Originally from France, I trained in both software engineering and design before moving to Canada 9 years ago. My interests span activism, politics, museography, information design, open data and technology. I have been publishing and contributing to open-source since 1999, and I believe above all else in in participation, free sharing of information, and the power of communities. I co-founded the local open data movement in Montréal and information design studio, FFunction, which is now in its seventh year. More recently, I started exploring how offline networks can change our understanding of information sharing, and how it can be applied to locative art and new media. I live and work in Montréal.
Invisible Islands is a locative new media project that poses a simple question: "what happens when information is anchored in the physical space?" Using offline networks powered by Raspberry PIs and open-source software, the Islands create a digital overlay that is only accessible at a specific location. Because they are disconnected from the Internet, the Islands create a surveillance-free data space for the community to exchange and interact on a social and creative level.

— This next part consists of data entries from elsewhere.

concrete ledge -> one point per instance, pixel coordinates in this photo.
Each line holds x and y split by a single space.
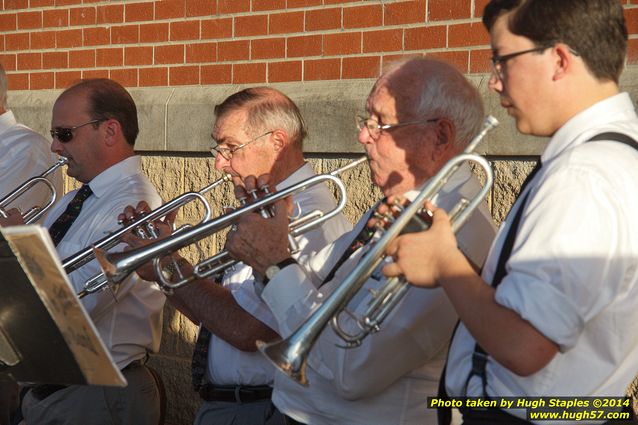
180 119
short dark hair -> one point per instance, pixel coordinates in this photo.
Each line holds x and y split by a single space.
109 100
594 28
266 109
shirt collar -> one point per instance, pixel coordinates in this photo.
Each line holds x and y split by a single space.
104 182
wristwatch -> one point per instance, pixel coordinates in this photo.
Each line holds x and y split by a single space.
271 271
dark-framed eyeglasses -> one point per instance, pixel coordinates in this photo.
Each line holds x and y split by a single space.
375 129
65 134
227 153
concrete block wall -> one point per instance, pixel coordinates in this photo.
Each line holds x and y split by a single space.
180 57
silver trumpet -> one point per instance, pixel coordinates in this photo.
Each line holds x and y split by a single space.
291 354
143 227
35 212
117 266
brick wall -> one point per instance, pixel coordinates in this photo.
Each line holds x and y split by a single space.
47 44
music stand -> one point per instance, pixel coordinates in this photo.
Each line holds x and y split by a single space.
46 336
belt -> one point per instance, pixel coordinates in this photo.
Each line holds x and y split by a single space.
235 393
45 390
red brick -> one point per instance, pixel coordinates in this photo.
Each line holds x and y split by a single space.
169 54
342 43
302 3
323 19
251 25
68 38
109 57
64 79
322 69
465 35
81 58
18 41
153 77
16 4
284 71
41 80
449 9
55 60
8 62
216 74
167 9
83 16
126 77
249 73
285 23
18 81
29 20
96 36
183 75
383 41
110 14
480 61
217 28
29 61
125 34
405 12
363 16
8 22
232 6
43 40
305 45
134 12
201 52
138 55
361 67
55 18
95 73
459 59
259 5
233 50
153 33
188 30
430 37
268 48
200 8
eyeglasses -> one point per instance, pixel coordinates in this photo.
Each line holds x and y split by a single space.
65 134
375 129
227 153
498 61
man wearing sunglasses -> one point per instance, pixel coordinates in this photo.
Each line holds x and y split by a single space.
94 125
24 154
555 310
420 113
257 131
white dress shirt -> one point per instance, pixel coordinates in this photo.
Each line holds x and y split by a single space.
573 269
25 154
228 365
132 324
388 378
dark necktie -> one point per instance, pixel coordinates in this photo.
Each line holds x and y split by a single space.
59 228
200 358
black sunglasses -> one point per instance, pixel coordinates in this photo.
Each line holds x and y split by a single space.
65 135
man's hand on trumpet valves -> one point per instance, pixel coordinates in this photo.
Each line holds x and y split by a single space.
427 257
255 240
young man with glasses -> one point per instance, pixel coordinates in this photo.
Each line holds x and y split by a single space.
421 113
555 310
257 131
94 125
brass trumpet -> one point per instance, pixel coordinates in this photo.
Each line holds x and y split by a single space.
142 227
291 354
35 212
118 266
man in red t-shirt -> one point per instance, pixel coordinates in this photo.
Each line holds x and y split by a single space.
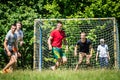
55 44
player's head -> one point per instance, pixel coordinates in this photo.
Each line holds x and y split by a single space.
19 25
13 28
102 41
83 35
59 25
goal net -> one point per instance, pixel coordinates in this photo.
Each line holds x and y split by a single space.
96 28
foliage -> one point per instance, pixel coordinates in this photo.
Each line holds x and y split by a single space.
62 75
26 11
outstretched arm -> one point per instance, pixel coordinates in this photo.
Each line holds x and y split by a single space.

Invisible Islands was developed and deployed for the first time in 2014 in Aarhus, Denmark. The project was hosted by the Centre for Advanced Visualization and Interaction at Aarhus University and spread throughout the city in various urban sites, allowing for an initial exploration of offline networks deployment in urban space.

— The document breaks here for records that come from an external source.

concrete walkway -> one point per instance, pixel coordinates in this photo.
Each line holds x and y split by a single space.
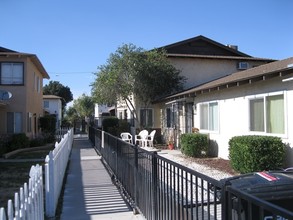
89 192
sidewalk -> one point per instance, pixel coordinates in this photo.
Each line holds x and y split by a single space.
89 192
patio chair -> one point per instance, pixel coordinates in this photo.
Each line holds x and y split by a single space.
125 136
150 139
140 139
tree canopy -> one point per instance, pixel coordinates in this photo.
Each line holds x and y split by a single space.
147 75
84 106
56 88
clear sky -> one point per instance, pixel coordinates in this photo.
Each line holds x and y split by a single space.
73 37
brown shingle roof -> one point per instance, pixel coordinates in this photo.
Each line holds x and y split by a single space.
257 73
33 58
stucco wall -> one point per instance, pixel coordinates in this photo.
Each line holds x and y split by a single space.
234 113
25 98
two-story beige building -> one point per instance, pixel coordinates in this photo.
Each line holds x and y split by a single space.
21 86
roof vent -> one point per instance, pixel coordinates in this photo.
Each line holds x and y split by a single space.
234 47
242 65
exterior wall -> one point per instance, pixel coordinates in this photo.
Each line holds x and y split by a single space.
25 98
55 107
99 109
199 70
34 97
233 105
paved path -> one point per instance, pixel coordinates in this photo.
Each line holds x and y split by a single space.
89 192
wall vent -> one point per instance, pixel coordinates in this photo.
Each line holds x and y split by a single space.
242 66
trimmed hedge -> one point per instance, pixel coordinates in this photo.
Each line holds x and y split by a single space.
111 125
18 141
254 153
194 145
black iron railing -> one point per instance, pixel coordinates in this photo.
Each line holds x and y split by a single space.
162 189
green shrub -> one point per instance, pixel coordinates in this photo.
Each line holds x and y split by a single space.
18 141
256 153
194 145
38 141
48 124
4 144
123 126
111 125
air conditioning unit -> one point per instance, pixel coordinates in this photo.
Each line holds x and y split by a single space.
242 65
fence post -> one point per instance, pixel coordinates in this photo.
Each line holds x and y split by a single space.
135 177
155 183
103 144
49 169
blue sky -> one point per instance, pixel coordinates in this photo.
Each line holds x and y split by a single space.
72 38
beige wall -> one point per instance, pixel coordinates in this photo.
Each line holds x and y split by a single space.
25 98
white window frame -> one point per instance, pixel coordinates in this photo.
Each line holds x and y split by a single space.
264 97
13 80
217 126
17 122
146 119
46 104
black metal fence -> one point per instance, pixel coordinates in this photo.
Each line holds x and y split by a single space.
162 189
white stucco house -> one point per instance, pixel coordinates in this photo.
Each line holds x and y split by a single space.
200 60
257 101
53 105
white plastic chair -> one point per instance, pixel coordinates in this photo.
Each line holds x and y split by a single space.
125 136
141 138
150 139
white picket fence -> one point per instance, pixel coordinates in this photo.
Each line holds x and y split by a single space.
55 167
29 201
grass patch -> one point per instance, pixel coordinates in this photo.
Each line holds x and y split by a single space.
14 174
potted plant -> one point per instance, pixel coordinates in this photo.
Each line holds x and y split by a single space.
171 145
171 142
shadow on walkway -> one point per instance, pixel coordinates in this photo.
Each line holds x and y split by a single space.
89 192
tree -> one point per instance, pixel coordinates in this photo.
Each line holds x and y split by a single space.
84 107
71 116
56 88
147 75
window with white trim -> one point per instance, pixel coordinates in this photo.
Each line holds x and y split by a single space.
146 117
267 114
11 74
209 119
14 122
46 104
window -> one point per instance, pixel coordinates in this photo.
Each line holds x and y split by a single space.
209 116
146 118
11 73
46 104
267 114
29 122
14 122
169 117
38 84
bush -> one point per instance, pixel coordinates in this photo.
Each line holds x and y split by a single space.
194 145
38 141
111 125
123 126
4 144
18 141
48 124
256 153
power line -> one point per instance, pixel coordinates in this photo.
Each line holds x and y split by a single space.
61 73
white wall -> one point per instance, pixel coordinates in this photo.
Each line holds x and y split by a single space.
233 106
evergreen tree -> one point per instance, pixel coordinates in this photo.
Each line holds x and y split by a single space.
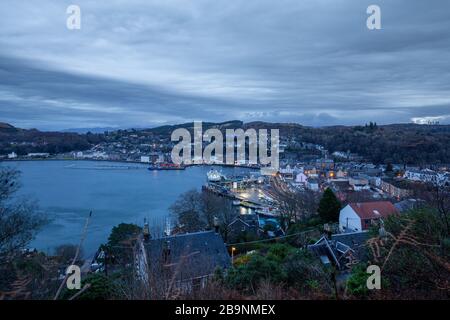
389 167
329 207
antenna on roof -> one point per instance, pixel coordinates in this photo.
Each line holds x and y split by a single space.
168 229
146 230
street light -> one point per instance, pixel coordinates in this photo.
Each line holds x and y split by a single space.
233 249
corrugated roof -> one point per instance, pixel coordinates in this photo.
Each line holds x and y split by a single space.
373 210
187 256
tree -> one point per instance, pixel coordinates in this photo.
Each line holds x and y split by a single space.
329 206
389 167
294 206
66 252
19 219
413 256
187 210
123 232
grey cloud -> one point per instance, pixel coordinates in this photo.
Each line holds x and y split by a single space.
149 62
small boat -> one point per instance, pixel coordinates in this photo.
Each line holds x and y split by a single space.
166 166
214 175
236 202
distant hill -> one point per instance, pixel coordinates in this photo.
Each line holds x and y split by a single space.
6 127
393 143
24 141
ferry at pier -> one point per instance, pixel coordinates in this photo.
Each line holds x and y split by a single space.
166 166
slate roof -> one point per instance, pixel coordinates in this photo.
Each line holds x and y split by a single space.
355 240
373 210
187 256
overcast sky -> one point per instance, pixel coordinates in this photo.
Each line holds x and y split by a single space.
144 63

In the Montréal iteration of Invisible Islands in 2015, which was supported by the National Film Board, I worked with Canadian writer Daniel Canty to create a site-specific narrative where fragments of a story are woven throughout several points of the city's Quartier des Spectacles, Montreal's cultural center and former red-light district.
Many questions and challenges pop up when deploying digital devices in the urban space, from the legal grey-area to citizen engagement and how projects of this nature fit into contemporary discourse about locative art, site-specificity, activism, spatial annotation, place-based storytelling and mobile gameplay. In this talk, I'll share thoughts about my journey through offline networks, both from a technological, creative and societal standpoint.